“他……嗯……他像秦爷爷。”
“不能吧?”路潇闻言倒吸冷气,上下扫量冼云泽,“冼云泽可比老秦帅多了!”
冼云泽用力地点了点头。
邻居妹妹被他们两个逗得前仰後合:“哈哈哈气质,我是说气质像,感觉他们都不用吃饭的,靠喝露水活着。”
半个小时後,路潇拾掇出了四只装满黄叶丶几乎和她一般高的垃圾袋,她让已经累得大喘气的邻居妹妹先回家休息,自己则带上冼云泽去把垃圾袋扔到了街尾的垃圾站。

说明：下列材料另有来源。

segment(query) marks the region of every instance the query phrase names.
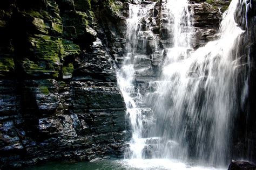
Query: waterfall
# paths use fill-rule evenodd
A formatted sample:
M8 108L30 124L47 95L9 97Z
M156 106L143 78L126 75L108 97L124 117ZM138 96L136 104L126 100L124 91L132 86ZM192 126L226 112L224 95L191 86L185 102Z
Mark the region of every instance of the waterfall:
M218 39L196 51L191 47L191 5L187 0L161 3L158 15L167 18L167 36L161 38L167 37L167 45L161 47L153 30L154 8L160 5L130 4L126 55L118 72L132 132L125 157L226 165L233 123L247 91L247 81L240 82L239 76L250 62L240 56L244 31L234 17L238 5L248 6L248 3L232 0L223 14ZM152 58L147 51L149 40L154 42L154 54L163 60L159 76L147 82L149 87L155 84L154 91L142 93L136 75L151 68L140 65Z

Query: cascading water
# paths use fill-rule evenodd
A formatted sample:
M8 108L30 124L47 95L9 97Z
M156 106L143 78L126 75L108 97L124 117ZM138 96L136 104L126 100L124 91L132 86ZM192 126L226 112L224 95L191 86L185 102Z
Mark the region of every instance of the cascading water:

回家的路上,两个人手挽着手,头靠着头,像两只缠着尾巴的猫一样磨蹭着额角,说说笑笑地往回走。
冼云泽问路潇:“你带她骑了什麽鸟?”
路潇想了想说:“以前城南有个狐仙庙,庙前有一个算命摊,秦叙异说那算命老头是只不正经的老狐狸,又贪又馋,还经常偷游客的钱,不过真遇上要命的妖邪鬼祟,也会量力管上一管,所以便由着他去吧!老狐狸有两个弟子,是一公一母两只鹤灵,平时附身在庙里的鹤形黄铜香炉上,秦叙异说我可以把它们俩叫出来玩儿,所以我们当时骑的应该是仙鹤吧?不过後来那个庙被暴雨浇塌了,它们就离开了。”
冼云泽不禁露出羡慕的神情:“我也想要一只仙鹤。”
路潇掰着手指数:“可是你都有一窝燕子丶一群鸽子丶两只孔雀丶好几只天鹅丶大雁丶白鹭丶苍鹰丶火烈鸟了。”
“我还没有仙鹤。”
“我也没有诺贝尔奖,你要理解人生都是会有些遗憾的。”
冼云泽突然原地停住,目光坚定地看着路潇:“我要。”
路潇习惯性地妥协,对他伸出手:“好啦好啦!我们回去问江姨能不能认养一只白鹤。”
冼云泽搭住她的手:“两只!”
“两只。”路潇叹气,“你悠着点,林川为了哄内勤替你喂那些动物,已经送出去好几支千年人参了,百年之後特设处里都是人瑞可怎麽办啊?”
“千年人参有什麽大不了的,我还拿了好几支喂马呢!”
“怪不得,那天警卫说有一匹马长出了角,他们还拉那匹马去宠物医院照了X光。”
“是那匹小白马吗?”
“就是它。”
“那是雪鬃,所有的小马里面我最喜欢它了。”
“你就尽管招猫逗狗吧!等它们全部修炼成精到处闯祸的那天,一旦被抓,个个都报你的名号,到时候你就成了那邪教大魔头。”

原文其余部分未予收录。